The Allure of Bank Robbery Explained in ‘A History of Heists’
By Nathan Gelgud
No crime captures our attention quite like bank robbery. Jesse James and John Dillinger take on mythic proportions in American consciousness, and it’s possible that, after love and war, we've made more movies about bank heists than anything else.
In movies, we can’t help rooting for a bank robbery to come off smoothly. In part, this is because in the paradigmatic heist, if everything goes smoothly, nobody gets hurt. The tension comes from knowing that the bank manager might hit some dumb button, or one of the perpetrators of the theft -- a crony, never the mastermind -- will freak out and off somebody.
But isn’t something else happening when we watch a bank robbery? Don’t we also want the bank to lose? The guys in masks with guns aren’t exactly the good guys, but surely we aren’t on the side of Chase Bank in all of this. What did they ever do for me besides ATM fees, wire transfer charges, and so-called "overdraft protection?"
A good bank robbery has us walking along a razor, and the new book A History of Heists: Bank Robbery in America walks us along the sharp edge of our confused sympathies.
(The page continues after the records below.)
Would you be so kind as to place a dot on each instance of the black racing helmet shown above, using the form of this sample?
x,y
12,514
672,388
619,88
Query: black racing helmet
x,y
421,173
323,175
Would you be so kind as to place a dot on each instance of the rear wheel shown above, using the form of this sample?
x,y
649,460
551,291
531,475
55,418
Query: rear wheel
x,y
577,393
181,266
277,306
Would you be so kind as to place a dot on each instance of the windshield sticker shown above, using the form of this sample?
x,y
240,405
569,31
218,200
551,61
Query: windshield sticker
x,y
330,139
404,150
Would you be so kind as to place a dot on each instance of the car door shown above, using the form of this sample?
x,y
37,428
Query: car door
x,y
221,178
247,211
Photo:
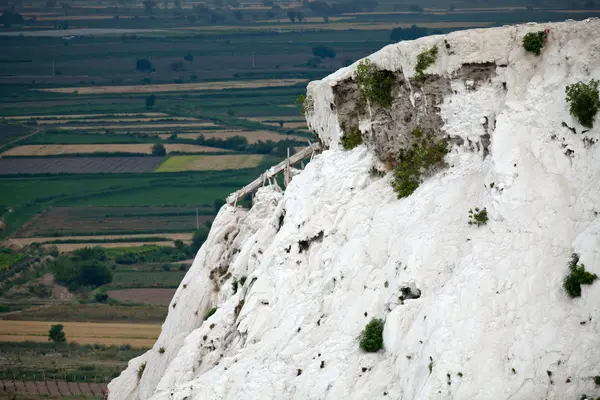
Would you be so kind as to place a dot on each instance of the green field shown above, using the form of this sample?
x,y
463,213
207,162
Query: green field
x,y
9,259
207,163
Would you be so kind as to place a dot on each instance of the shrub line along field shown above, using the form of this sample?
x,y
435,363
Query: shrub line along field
x,y
177,87
137,335
186,237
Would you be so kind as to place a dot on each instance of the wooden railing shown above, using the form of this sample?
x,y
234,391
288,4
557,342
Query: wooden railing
x,y
283,166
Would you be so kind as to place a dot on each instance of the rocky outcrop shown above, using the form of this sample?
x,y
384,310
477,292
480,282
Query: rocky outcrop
x,y
471,311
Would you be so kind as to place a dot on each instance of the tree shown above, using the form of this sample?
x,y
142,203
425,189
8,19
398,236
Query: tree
x,y
292,15
179,245
159,150
218,204
56,334
143,65
150,101
324,51
198,240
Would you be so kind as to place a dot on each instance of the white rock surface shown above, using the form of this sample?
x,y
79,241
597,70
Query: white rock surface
x,y
492,306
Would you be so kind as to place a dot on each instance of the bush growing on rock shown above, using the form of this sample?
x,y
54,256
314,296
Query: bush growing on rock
x,y
577,276
141,369
210,313
371,338
534,42
426,154
478,217
424,60
306,103
584,101
374,85
351,139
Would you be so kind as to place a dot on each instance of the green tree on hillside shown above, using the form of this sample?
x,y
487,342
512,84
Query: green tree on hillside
x,y
56,334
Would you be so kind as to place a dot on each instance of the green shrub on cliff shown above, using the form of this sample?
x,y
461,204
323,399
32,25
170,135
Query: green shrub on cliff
x,y
374,85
This story by retired FBI agent Jerry Clark and investigative journalist Ed Palattella is not only a compendium of historic perpetrators, the crimes they committed, and the men who pursued them, but a look at why we don’t root for the bank. After all, my petty quibbles with the bank are nothing compared to people who lost everything in the Great Depression. And who took what they lost? The banks. According to Clark and Palattella, Dillinger became the people’s thief because he understood the zeitgeist. He was on the little guy’s side.
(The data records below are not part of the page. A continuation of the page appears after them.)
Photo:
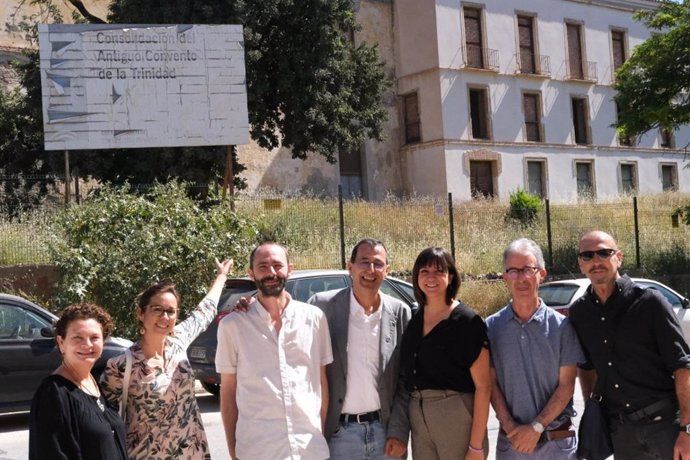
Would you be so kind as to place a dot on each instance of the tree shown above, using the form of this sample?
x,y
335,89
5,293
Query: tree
x,y
309,88
654,84
118,242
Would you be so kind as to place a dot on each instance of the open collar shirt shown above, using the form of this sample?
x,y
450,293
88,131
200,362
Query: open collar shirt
x,y
528,356
635,343
363,352
278,380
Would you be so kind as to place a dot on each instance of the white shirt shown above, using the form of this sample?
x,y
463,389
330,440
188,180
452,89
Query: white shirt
x,y
278,380
363,360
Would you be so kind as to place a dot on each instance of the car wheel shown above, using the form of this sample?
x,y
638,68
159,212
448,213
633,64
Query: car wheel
x,y
212,388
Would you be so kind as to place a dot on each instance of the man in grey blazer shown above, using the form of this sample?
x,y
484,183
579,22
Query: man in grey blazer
x,y
366,328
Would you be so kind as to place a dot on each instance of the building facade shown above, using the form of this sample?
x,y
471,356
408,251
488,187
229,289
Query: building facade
x,y
496,96
488,97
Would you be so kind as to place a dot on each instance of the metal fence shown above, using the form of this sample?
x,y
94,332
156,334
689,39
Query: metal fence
x,y
320,232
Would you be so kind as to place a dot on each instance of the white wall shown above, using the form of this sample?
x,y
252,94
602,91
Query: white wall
x,y
443,88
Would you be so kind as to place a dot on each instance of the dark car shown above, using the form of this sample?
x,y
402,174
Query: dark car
x,y
560,295
28,352
301,285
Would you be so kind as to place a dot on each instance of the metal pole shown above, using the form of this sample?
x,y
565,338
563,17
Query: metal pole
x,y
77,194
451,224
549,235
342,227
637,233
67,179
229,174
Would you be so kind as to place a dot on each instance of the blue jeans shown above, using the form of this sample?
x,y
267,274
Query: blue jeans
x,y
354,441
562,449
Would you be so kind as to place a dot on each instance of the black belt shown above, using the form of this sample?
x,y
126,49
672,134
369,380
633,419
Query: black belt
x,y
562,431
366,417
646,412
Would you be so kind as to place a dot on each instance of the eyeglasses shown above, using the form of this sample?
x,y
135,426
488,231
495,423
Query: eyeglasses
x,y
527,272
602,254
160,311
378,266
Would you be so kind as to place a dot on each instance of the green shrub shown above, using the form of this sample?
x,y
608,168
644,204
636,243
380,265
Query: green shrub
x,y
117,243
524,207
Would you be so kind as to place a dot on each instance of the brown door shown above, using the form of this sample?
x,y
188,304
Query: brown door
x,y
481,179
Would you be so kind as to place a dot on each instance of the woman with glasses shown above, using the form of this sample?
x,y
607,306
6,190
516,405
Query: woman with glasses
x,y
444,362
160,409
69,417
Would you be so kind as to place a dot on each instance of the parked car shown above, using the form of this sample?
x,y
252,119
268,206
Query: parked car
x,y
560,295
28,352
301,285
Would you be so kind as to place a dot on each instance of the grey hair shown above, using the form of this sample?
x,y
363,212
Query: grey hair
x,y
523,245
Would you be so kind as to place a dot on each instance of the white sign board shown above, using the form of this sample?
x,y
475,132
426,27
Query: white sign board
x,y
124,86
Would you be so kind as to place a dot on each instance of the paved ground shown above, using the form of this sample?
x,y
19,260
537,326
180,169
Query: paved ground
x,y
14,435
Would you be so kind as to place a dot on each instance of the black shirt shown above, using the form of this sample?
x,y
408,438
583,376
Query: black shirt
x,y
66,423
635,343
442,359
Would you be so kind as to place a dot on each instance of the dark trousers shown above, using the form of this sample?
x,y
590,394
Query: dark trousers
x,y
650,438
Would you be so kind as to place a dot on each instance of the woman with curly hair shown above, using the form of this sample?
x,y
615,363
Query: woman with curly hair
x,y
162,416
69,416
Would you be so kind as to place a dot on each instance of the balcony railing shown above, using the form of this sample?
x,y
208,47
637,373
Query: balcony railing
x,y
537,65
587,73
482,58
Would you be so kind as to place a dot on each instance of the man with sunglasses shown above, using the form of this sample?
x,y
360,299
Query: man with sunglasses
x,y
534,357
638,362
366,328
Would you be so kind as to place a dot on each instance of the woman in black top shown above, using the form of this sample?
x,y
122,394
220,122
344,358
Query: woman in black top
x,y
444,368
69,417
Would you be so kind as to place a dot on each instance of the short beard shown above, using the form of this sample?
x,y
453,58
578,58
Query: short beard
x,y
271,291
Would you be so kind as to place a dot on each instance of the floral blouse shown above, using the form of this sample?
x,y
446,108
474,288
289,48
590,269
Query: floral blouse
x,y
162,416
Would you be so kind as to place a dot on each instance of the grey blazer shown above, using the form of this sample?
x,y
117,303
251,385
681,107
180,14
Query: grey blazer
x,y
394,318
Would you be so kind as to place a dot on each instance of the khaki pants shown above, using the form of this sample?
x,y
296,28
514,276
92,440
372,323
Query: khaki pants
x,y
441,422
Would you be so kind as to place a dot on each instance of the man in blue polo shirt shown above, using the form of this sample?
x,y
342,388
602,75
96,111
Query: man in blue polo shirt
x,y
534,354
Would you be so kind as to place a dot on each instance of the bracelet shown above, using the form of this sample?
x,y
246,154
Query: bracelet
x,y
474,449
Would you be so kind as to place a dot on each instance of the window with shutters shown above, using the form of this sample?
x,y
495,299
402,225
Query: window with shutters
x,y
536,177
412,120
528,62
585,179
580,120
625,141
473,37
669,177
575,59
666,135
628,178
350,165
479,113
481,179
531,103
618,45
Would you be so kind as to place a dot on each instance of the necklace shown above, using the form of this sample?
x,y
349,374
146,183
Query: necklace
x,y
96,396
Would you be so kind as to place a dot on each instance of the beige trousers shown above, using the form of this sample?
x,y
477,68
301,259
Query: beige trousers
x,y
441,422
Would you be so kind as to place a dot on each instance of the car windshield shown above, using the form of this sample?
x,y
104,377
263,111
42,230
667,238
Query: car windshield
x,y
388,288
557,295
232,295
670,296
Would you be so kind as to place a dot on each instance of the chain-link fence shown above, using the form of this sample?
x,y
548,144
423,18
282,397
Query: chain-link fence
x,y
320,232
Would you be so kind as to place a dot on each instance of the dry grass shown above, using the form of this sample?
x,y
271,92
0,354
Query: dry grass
x,y
310,228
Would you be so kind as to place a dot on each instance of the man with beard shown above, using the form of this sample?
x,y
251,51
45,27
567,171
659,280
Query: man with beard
x,y
272,361
366,328
638,363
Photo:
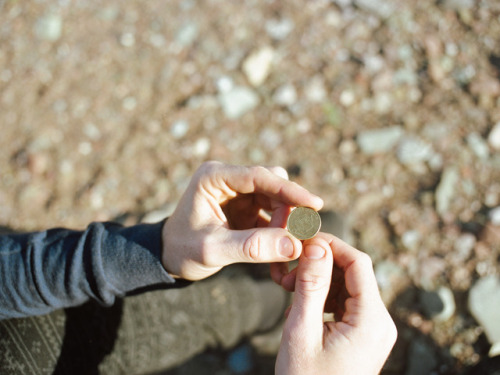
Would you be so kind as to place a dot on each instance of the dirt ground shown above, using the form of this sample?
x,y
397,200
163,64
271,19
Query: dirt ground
x,y
389,110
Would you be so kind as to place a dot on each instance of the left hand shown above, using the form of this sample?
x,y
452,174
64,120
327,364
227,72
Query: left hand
x,y
220,220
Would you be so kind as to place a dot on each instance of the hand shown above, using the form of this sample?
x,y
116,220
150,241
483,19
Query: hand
x,y
221,219
360,339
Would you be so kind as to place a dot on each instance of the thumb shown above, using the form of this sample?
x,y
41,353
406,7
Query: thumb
x,y
312,285
259,245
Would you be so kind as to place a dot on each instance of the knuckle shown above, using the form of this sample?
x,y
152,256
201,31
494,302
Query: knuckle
x,y
312,283
251,247
365,260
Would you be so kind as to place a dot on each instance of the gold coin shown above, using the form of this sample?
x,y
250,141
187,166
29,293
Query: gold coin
x,y
303,223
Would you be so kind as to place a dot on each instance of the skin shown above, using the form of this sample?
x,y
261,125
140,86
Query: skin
x,y
221,219
363,333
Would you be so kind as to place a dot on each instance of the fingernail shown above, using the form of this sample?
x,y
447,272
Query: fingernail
x,y
314,252
286,247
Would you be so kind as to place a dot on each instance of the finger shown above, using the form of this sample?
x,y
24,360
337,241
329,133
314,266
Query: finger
x,y
312,285
279,171
224,181
258,245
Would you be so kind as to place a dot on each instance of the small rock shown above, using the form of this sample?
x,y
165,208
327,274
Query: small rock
x,y
270,138
414,150
380,140
201,147
484,305
315,90
494,137
179,129
279,29
445,191
495,216
238,101
463,246
285,95
459,4
438,305
388,274
422,358
49,27
411,239
127,39
258,65
187,34
347,98
478,145
382,8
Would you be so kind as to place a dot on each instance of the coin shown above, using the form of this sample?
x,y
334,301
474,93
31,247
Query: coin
x,y
303,223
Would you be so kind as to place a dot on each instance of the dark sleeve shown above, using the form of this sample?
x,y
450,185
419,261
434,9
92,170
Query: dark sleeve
x,y
44,271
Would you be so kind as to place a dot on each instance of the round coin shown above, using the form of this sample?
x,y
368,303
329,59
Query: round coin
x,y
303,223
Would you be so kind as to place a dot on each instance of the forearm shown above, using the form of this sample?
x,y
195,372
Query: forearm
x,y
44,271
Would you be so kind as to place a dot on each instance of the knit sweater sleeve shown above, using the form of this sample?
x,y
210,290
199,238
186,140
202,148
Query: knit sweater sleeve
x,y
44,271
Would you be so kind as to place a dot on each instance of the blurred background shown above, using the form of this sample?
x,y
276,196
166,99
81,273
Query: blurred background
x,y
389,110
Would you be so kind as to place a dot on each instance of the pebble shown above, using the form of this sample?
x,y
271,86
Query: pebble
x,y
238,101
187,34
201,147
379,140
478,145
279,29
484,305
463,246
315,90
382,8
414,150
459,4
445,191
258,65
49,27
495,216
179,129
422,358
494,137
438,305
285,95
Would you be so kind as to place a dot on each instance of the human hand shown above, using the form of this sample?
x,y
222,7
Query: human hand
x,y
220,220
360,339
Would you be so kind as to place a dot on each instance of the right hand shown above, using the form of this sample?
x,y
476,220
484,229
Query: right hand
x,y
360,339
Years later, Patty Hearst would rob banks as a revolutionary act, and Al Pacino -- at the height of his powers, fresh off Godfather II -- would immortalize John Wojtowicz in "Dog Day Afternoon." Clark and Palattella are able to draw a continuous line from one iconic robbery to the next in their history, while simultaneously explaining how every bank robbery is a distinct product of its era. They not only look at how banks get robbed, but why bank robbery becomes the crime of choice for a certain kind of criminal. It’s an explanation of how bank robbers become folk heroes, never summed up better than by Dillinger’s line, "We don’t want your money. We just want the bank's."